Fixes a gradient preservation bug when dirty tensors are returned through input aliases.

Deep Dive

PyTorch's latest commit (45a8b48) introduces support for the mark_dirty context method in Dynamo's autograd Function HOP (Higher Order Operator). Previously, when a custom autograd.Function marked an output as dirty via ctx.mark_dirty, Dynamo's tracing would drop that semantic information, causing incorrect gradient computations if the dirty tensor was later observed through the original input alias. This PR fixes issue #184113 by ensuring Dynamo records the mark_dirty calls during tracing and faithfully replays them in the synthesized HOP wrapper.

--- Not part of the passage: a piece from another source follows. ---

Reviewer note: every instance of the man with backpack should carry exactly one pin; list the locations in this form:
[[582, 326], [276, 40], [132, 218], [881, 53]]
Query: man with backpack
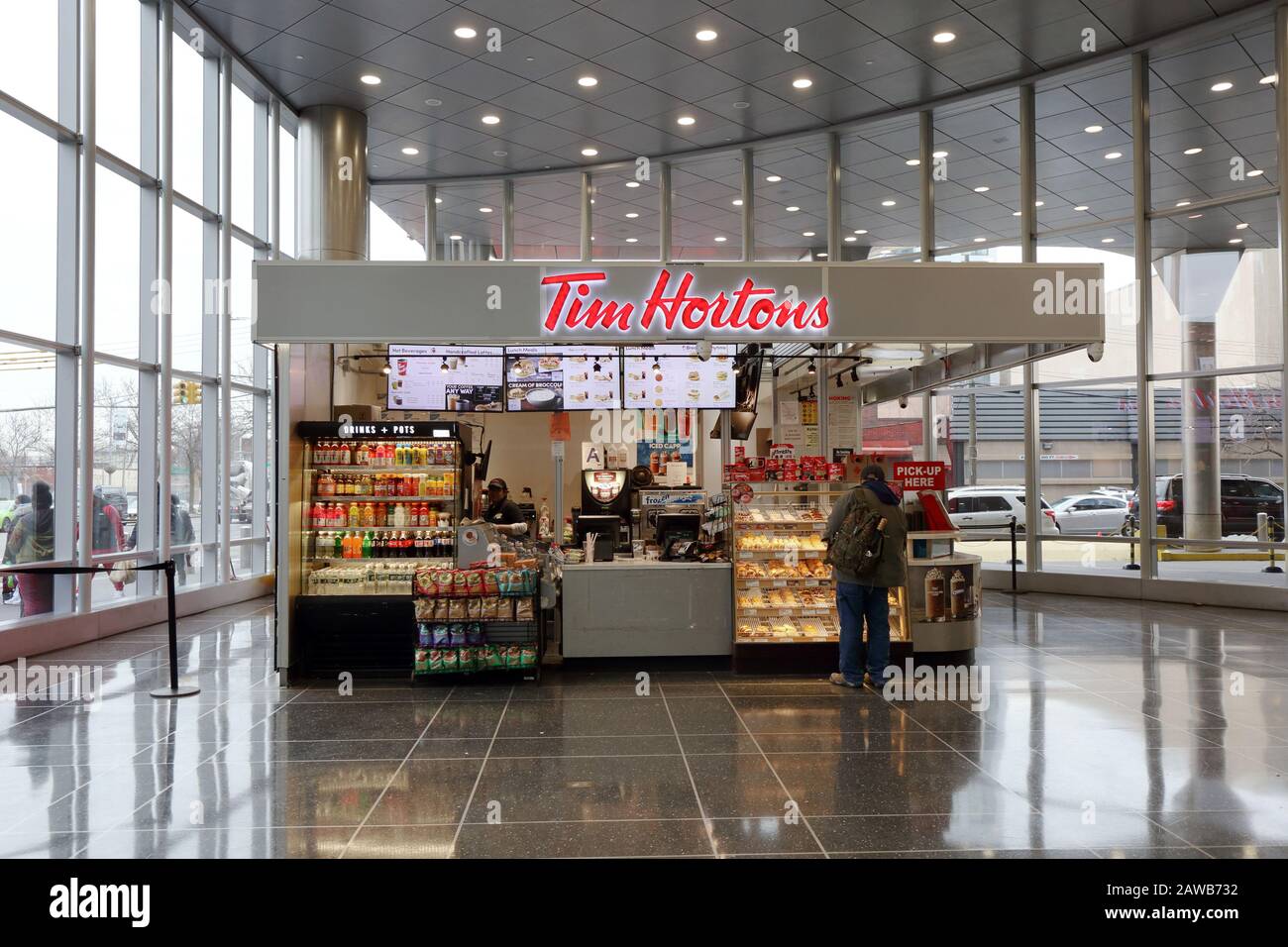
[[866, 535]]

The solution is carefully scoped: only dirty tensors that are also returned and then observed through an alias of the original input trigger gradient preservation. If a user marks an input as dirty but does not return it, Dynamo still graph breaks rather than silently producing incorrect eager semantics. This maintains safety while extending Dynamo's ability to compile a wider range of custom autograd functions. The change was authored by Codex (an AI tool) and reviewed by zou3519, with test plans covering dynamo autograd function scenarios. This is a notable step in making PyTorch's dynamic compilation more robust for advanced gradient use cases.

Key Points
  • Dynamo now records ctx.mark_dirty during autograd.Function tracing and replays it in the synthesized HOP wrapper.
  • Fixes gradient preservation for dirty returned tensors observed through original input aliases (issue #184113).
  • Invalid dirty inputs that are not returned still cause a graph break instead of silent incorrect compilation.

Why It Matters

Ensures correct gradient computation for custom autograd functions, improving PyTorch's dynamic compilation reliability.